Kontrak sosial dipandang dapat menjamin kelangsungan hidup manusia, ketika
kebutuhan manusia semakin bertambah dan bervariasi, sedangkan kemampuan untuk
memperolehnya masih terbatas. Atas dasar itu, kontrak sosial dibuat sebagai upaya
mewujudkan negara, yang juga sebagai awal peralihan kehidupan pranegara kepada
kehidupan manusia bernegara, atau dari kehidupan manusia yang dilahirkan dalam
keadaan bebas menuju kehidupan kehidupan yang serba teratur.
Rousseau hanya mengenal satu jenis perjanjian, yaitu pactum unionis, perjanjian
masyarakat yang sebenarnya. Rousseau tidak mengenal pactum subjectionis yang
membentuk pemerintah yang ditaati. Pemerintah tidak mempunyai dasar kontraktual.

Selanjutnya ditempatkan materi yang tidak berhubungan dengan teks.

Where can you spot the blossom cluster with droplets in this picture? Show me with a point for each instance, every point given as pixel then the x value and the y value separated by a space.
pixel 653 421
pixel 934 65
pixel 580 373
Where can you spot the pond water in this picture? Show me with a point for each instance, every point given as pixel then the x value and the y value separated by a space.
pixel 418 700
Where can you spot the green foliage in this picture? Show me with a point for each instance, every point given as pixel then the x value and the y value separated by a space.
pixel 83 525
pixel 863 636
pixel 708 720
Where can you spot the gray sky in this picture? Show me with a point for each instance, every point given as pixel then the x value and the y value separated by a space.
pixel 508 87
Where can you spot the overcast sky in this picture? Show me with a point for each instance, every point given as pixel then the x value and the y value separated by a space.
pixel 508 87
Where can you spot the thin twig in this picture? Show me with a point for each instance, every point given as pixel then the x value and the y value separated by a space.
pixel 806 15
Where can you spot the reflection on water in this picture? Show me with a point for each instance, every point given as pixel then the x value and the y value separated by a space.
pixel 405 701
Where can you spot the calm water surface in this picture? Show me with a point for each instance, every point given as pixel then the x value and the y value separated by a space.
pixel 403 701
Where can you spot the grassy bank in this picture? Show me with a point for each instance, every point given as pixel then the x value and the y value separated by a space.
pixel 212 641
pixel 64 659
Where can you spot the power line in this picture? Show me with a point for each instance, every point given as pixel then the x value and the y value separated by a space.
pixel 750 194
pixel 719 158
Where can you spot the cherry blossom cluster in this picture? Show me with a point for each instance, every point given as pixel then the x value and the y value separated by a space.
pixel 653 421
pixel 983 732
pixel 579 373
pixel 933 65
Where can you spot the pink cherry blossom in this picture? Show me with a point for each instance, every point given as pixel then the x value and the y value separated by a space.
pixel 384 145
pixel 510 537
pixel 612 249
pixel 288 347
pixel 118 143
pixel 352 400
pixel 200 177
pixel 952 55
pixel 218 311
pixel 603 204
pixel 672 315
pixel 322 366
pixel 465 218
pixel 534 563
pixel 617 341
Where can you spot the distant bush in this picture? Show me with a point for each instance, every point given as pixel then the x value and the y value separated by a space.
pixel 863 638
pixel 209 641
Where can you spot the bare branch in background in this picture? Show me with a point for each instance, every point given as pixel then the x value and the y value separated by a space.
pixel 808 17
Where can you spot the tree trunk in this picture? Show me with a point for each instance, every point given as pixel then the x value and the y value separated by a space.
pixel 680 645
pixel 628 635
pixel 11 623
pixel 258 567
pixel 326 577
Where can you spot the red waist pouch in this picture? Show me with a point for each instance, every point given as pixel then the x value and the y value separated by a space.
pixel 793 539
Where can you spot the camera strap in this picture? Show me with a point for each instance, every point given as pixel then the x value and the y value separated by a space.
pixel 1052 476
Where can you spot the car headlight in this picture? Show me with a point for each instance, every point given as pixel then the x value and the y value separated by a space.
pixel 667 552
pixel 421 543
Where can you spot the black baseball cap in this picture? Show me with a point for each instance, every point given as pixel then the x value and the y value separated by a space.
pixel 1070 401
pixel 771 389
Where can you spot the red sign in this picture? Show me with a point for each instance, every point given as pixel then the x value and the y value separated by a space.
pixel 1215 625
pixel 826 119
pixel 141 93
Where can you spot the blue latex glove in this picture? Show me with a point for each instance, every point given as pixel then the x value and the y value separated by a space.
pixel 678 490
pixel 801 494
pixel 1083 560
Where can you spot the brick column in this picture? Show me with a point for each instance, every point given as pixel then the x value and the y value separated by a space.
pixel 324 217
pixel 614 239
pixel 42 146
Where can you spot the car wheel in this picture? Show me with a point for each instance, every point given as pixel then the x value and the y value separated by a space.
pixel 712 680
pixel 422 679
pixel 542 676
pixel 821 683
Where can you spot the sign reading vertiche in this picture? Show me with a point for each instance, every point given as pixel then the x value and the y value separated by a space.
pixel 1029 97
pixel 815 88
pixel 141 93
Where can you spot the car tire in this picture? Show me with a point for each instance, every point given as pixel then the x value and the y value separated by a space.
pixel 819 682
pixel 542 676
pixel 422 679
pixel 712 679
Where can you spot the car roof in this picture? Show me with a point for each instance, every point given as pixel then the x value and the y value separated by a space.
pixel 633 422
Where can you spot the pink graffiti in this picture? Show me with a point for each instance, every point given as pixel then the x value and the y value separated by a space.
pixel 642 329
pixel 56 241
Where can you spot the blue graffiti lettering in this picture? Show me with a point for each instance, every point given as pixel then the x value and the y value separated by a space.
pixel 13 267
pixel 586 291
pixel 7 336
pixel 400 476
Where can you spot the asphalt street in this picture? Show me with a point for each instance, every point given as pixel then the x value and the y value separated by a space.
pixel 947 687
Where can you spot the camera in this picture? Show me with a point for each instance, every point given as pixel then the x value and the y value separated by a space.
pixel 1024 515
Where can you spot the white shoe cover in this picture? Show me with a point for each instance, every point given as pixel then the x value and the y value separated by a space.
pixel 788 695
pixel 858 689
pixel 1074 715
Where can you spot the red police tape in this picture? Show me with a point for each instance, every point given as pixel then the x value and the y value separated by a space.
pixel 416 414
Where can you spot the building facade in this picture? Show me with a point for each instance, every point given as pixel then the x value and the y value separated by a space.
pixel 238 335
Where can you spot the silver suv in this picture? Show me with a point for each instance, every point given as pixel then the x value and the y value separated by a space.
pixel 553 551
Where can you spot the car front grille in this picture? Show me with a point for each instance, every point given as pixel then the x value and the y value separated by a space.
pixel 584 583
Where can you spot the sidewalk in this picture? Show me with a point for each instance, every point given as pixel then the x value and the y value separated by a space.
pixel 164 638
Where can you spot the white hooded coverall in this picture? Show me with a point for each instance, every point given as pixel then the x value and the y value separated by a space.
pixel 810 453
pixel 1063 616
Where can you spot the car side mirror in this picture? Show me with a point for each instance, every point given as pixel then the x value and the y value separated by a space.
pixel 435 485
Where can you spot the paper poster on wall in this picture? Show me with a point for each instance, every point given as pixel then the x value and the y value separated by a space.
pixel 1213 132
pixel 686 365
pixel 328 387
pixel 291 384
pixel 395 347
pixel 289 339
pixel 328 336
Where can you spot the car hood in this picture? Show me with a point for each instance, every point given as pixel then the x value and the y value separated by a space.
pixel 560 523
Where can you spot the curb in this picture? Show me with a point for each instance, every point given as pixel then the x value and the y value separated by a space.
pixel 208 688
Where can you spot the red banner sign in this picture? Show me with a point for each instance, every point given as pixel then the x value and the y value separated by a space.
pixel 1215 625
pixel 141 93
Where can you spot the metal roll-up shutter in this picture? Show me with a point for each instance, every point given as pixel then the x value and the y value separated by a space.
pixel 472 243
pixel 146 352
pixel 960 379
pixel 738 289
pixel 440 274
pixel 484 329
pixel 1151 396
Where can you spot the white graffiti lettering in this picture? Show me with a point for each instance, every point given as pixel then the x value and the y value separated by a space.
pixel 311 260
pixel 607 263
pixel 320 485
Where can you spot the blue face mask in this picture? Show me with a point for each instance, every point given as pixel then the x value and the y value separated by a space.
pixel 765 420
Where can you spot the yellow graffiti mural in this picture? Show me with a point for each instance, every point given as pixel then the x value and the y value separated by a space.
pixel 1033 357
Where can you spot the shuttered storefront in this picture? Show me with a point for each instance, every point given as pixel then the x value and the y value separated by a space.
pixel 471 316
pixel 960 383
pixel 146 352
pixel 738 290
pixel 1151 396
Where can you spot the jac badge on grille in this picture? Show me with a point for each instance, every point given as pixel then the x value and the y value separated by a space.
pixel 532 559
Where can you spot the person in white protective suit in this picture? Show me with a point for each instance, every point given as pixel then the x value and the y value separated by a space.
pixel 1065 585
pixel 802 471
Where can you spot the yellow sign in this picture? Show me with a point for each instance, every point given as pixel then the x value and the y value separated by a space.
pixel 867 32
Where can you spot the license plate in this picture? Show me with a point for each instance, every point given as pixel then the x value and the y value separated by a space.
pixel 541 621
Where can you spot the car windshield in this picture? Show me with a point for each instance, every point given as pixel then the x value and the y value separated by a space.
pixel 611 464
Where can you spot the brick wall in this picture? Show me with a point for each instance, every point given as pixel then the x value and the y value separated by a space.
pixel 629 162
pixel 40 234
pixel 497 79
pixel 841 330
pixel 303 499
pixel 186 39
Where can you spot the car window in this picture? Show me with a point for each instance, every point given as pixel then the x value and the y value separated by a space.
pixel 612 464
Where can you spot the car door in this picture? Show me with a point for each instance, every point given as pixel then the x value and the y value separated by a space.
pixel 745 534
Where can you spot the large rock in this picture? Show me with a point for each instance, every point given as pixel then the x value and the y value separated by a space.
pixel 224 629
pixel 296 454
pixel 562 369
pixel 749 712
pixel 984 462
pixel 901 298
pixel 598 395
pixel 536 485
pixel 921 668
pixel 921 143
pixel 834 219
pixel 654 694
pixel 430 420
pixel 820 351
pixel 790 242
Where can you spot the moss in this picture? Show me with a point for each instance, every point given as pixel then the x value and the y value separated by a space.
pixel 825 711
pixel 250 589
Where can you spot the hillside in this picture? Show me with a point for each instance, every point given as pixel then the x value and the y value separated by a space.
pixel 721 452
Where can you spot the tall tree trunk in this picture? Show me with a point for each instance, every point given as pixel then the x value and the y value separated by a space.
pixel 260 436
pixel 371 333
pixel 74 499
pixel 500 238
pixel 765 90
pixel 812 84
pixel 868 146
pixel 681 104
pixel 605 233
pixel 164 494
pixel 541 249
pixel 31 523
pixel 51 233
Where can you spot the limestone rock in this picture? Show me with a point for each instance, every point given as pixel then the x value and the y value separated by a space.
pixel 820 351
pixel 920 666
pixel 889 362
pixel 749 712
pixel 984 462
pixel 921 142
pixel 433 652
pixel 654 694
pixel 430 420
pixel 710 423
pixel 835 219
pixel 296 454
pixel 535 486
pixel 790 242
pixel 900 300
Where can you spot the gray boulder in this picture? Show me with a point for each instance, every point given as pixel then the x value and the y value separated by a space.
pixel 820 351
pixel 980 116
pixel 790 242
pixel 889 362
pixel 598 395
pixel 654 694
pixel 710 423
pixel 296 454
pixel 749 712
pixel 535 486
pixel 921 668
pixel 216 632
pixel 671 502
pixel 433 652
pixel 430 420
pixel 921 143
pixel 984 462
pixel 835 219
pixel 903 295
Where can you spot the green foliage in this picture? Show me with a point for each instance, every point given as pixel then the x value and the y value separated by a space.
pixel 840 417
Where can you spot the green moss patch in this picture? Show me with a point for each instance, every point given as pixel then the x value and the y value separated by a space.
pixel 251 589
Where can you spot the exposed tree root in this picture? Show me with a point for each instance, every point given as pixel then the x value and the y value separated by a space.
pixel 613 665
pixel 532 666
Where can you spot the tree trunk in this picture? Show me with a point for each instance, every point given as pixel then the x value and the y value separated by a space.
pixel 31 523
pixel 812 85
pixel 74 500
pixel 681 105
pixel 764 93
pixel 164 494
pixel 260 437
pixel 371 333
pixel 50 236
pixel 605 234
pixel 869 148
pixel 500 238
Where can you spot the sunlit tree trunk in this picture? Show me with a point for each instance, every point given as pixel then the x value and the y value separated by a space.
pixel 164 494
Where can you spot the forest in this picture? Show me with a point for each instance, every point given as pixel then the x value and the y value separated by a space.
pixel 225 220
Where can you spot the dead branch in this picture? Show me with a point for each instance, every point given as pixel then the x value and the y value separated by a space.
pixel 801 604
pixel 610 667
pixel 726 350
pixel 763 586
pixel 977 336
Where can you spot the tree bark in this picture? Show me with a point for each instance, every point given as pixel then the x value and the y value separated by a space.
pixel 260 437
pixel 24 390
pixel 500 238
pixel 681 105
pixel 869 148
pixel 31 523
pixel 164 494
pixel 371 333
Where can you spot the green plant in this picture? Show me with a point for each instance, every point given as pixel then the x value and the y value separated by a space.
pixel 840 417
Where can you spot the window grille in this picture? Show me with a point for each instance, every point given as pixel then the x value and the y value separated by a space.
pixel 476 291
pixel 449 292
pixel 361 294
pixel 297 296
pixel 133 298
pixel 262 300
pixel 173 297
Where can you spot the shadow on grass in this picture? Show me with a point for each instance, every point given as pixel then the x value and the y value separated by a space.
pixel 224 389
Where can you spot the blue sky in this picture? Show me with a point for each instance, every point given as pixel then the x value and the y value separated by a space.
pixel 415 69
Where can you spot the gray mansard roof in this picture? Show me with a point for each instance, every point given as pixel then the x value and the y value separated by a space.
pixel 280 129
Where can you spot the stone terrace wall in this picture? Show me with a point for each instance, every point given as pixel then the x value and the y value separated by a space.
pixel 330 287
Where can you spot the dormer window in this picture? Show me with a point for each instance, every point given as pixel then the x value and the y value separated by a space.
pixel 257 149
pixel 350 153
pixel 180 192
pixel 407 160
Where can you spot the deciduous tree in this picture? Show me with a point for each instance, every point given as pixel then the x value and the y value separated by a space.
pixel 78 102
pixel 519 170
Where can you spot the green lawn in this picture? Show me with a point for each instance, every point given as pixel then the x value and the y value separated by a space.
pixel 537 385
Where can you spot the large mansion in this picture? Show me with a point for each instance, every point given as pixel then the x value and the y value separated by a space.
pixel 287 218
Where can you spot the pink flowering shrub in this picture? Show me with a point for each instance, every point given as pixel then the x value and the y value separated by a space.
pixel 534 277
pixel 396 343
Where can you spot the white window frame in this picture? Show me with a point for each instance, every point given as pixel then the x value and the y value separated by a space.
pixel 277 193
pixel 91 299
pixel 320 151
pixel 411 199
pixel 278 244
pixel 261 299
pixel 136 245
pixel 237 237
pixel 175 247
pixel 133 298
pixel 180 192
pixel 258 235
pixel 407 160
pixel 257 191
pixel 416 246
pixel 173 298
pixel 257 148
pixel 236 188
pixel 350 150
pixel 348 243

Hanya, organisasi politiklah yang dibentuk dengan kontrak. Pemerintah sebagai
pimpinan organisasi dibentuk dan ditentukan oleh yang berdaulat dan merupakan
wakil-wakilnya. Yang berdaulat adalah rakyat seluruhnya melalui kemauan umumnya.
Negara atau badan korporalif kolektif yang dibentuk itu menyatakan kemauan
umumnya yang tidak dapat keliru atau salah, tetapi yang tidak senantiasa progresif.
Kemauan umum inilah yang mutlak berdaulat. Kemauan umum tidak selalu berarti
kemauan seluruh rakyat. Kadang-kadang terdapat perbedaan-perbedaan antara
kemauan umum dan kemauan seluruh rakyat. Kemauan umum selalu benar dan
ditujukan pada kebahagiaan bersama, sedangkan kemauan seluruh rakyat juga
memerhatikan kepentingan individual dan karena itu merupakan keseluruhan
kemauan-kemauan khusus tersebut.
Dengan memerhatikan gagasan Rousseau mengenai negara yang dibangun melalui
kontrak sosial atas dasar kehendak rakyat, dinamika terbentuknya negara mengalami
tahapan-tahapan teoritis. Hobbes mempertegas bahwa terbentuknya negara berasal
dari kekuatan yang luar biasa dari manusia, yang akan dinobatkan sebagai raja dengan
kekuasaan absolut, sedangkan Locke dengan teori kontrak sosialnya membangun
pandangan bahwa negara diikat oleh perjanjian yang kuat dengan masyarakat untuk
menyelenggarakan pemerintahan secara konstitusional dan mengormati serta menjaga
hak-hak mendasar dari seluruh hak alamiah manusia yang paling fundamental, yaitu
HAM (Hak Asasi Manusia). Rousseau menjadi pelopor utama terbentuknya negara
demokratis yang diwujudkan oleh sistem perwakilan atas nama kepentingan rakyat.
Rakyat bergerak secara dinamis berbagai unsur dan kepentingan partai politik untuk
menempatkan orang-orang yang dipercayainya dapat mewakili kepentingan hidupnya.
Oleh karena itu, Rousseau memahami rakyat sebagai pemegang kedaulatan negara
dan negara hanya dapat ditegakkan oleh adanya sosial dan politik dengan rakyat.